Steve Byrne, S.C. Electric & Gas Company’s chief operating officer, told investors during a recent conference call that four cracked welds were discovered in October when the plant was shut down for refueling.
“An extensive robotic inspection of the reactor vessel showed there was no leakage from these areas as a result of the condition of the welds,” he said. “We notified the Nuclear Regulatory Commission as required and developed a strategy to repair the welds.”
The strategy involves sealing the damaged welds to avoid further “water stress corrosion cracking,” the company told federal regulators in a 24-page action plan.

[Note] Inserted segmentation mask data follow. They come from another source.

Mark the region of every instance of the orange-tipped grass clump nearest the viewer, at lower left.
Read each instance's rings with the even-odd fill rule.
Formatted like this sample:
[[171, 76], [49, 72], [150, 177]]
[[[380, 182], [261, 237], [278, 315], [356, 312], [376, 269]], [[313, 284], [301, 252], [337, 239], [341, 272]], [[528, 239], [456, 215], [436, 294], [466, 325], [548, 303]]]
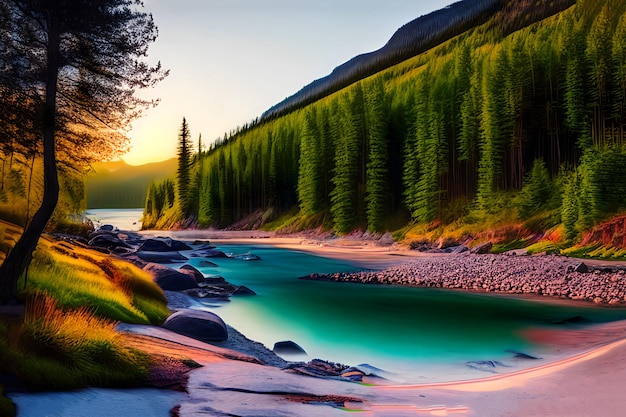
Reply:
[[52, 297], [32, 294], [18, 346], [0, 350], [2, 363], [42, 387], [134, 385], [147, 375], [149, 359], [124, 346], [116, 324], [86, 307], [62, 309]]

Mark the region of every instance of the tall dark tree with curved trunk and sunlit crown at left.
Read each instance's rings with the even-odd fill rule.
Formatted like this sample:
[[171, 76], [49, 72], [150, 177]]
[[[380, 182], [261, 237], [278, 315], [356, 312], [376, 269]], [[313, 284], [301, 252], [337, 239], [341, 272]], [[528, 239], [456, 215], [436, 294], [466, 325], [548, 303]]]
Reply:
[[[0, 302], [9, 303], [57, 205], [56, 147], [74, 158], [125, 150], [125, 129], [152, 102], [137, 89], [166, 74], [145, 62], [156, 40], [140, 0], [5, 0], [0, 43], [10, 44], [0, 69], [5, 88], [31, 91], [43, 142], [44, 191], [32, 221], [0, 267]], [[17, 71], [20, 68], [24, 71]], [[70, 146], [71, 145], [71, 146]]]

Those repairs, once completed, would allow the unit to operate another 40 years.
The reactor at the Summer plant, about 80 miles northeast of Augusta, is similar in age and design to Plant Vogtle’s two units in Burke County, Ga., although no cracks or related flaws have been discovered at the Georgia site.
“The Vogtle reactors are inspected regularly, as required by the industry,” said Southern Nuclear spokeswoman Michelle Tims.

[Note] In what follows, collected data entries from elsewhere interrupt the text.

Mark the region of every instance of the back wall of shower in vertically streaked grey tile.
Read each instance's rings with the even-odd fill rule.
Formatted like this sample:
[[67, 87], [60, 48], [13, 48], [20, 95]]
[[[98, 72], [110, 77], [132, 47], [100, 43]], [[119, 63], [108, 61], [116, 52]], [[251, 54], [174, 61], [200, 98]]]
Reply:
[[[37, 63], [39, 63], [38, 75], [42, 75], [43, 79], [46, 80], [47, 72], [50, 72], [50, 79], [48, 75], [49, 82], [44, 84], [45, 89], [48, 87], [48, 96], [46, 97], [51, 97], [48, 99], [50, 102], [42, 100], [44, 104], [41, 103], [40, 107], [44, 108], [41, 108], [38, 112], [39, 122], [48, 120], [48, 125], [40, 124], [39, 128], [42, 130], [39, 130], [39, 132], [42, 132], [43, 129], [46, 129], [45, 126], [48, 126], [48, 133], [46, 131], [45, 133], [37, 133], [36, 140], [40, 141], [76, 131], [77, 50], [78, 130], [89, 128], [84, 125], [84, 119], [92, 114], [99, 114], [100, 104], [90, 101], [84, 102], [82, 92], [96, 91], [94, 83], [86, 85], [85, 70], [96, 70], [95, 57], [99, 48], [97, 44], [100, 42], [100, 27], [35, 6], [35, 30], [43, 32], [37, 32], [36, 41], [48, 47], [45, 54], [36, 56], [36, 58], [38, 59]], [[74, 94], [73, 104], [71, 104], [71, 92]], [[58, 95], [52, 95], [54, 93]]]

Unit 1 was most recently examined in September, with no issues found, she said, and Unit 2 – last inspected in 2011 – will be examined again in 2013, she said.
“Differences in design, operating temperatures, manufacturing techniques and plant chemistry can impact the sensitivity of the reactor vessel head for the formation of cracks,” she said. “Southern Nuclear carefully considers these factors at all reactors.”
Although the cracks at the Summer unit were discovered before they could become a safety hazard, the situation illustrates the sort of problems facing an aging fleet of U.S. nuclear plants, said Tom Clements of the Alliance for Nuclear Accountability.
“Summer was licensed in 1982 and Vogtle in 1987 and 1989,” he said. “The age of the Vogtle units necessitates an aggressive aging management program, including thorough inspection of the reactor vessel, especially at penetrations which have welds, for cracking and flaws.”
Both Vogtle and Summer are also sites where nuclear reactors are under construction – the first to be authorized and built in the U.S. in a generation.